Cá está de novo o Tour, na sua 101ª edição. Começou em Inglaterra, e por lá andou estes três primeiros dias.
Hoje chegou a Londres, e lá esteve José Mourinho a receber Rui Costa. Bonito de ver! É sempre bonito, portugueses a ver portugueses que o mundo admira...
E portugueses é coisa que não falta neste Tour. Em destaque em várias funções, mas também no pelotão, em cima da bicicleta:o campeão do mundo não está só, está até muito bem acompanhado. Disso e doutras coisas falaremos aqui ao longo destas três semanas!
Com mais regularidade lá mais para a frente, quando as coisas aquecerem... Na linha dos anos anteriores!
Por agora ainda não há muito a dizer. A não ser que está a começar como acabou a última, com Marcel Kittel a ganhar. Das três etapas inglesas, ganhou duas... Nibali ganhou a segunda, ontem. Ou que Mark Cavendish, a quem Kittel inequivocamente sucede como rei dos sprinters, voltou a não ter sorte e abandonou, por queda, logo na primeira etapa. E que se espera um duelo entre Froome e Contador... E que estamos todos com uma expectativa enorme à volta do nosso campeão do mundo!
A 99ª edição do Tour chegou hoje aux Champs Eliysés, onde precisamente acaba todos os anos. Nem sempre foi assim – embora tenha acabado sempre em Paris - mas é assim nos últimos largos anos!
Foi o dia da consagração final de Bradley Wiggins (na foto), o digno vencedor, mas também de Mark Cavendish, que ganhou a etapa que toda a gente quer ganhar e, ganhando-a, igualou com três vitórias os seus rivais do sprint que na fase inicial da competição: o eslovaco Peter Sagen – uma das principais revelações deste Tour – e o alemão Andre Greipel, e tornou-se no ciclista em actividade com mais vitórias (23) em etapas desta que é a maior competição mundial de ciclismo, ultrapassou Lance Amstrong – vencedor de sete edições do Tour e de 22 etapas – e ameaça o recorde de 34 vitórias do mítico Eddy Merckx. Ao fazê-lo pela quarta vez consecutiva, igualou este lendário belga - o Canibal, como ficou conhecido - também ele vencedor por quatro vezes em Paris.

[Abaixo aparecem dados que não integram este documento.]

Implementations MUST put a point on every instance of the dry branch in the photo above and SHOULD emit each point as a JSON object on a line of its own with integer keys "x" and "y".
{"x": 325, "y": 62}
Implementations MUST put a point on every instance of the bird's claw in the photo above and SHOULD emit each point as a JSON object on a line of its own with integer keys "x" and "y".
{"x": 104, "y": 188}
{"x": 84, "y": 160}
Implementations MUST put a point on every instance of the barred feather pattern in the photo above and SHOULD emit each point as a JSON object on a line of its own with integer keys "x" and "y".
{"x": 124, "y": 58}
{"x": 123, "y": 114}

Hoje a festa foi britânica: um inglês inscreveu pela primeira vez o seu nome na lista de vencedores do Tour, outro inglês foi o segundo classificado e ainda outro ganhou a etapa. Todos da mesma equipa, a Sky, também inglesa!
Foi o corolário normal e esperado de três semanas de competição que estes ingleses dominaram por completo. Um domínio que não foi ainda maior pelos contratempos de Cavendish na primeira semana da competição, quando duas quedas lhe retiraram a possibilidade de outras tantas vitórias. Este trio inglês é composto apenas pelo melhor contra-relogista e campeão mundial da especialidade (Wiggins), pelo melhor trepador, mas também o segundo melhor no contra-relógio (Froome) e pelo melhor sprinter e campeão mundial de velocidade. E todos na mesma equipa!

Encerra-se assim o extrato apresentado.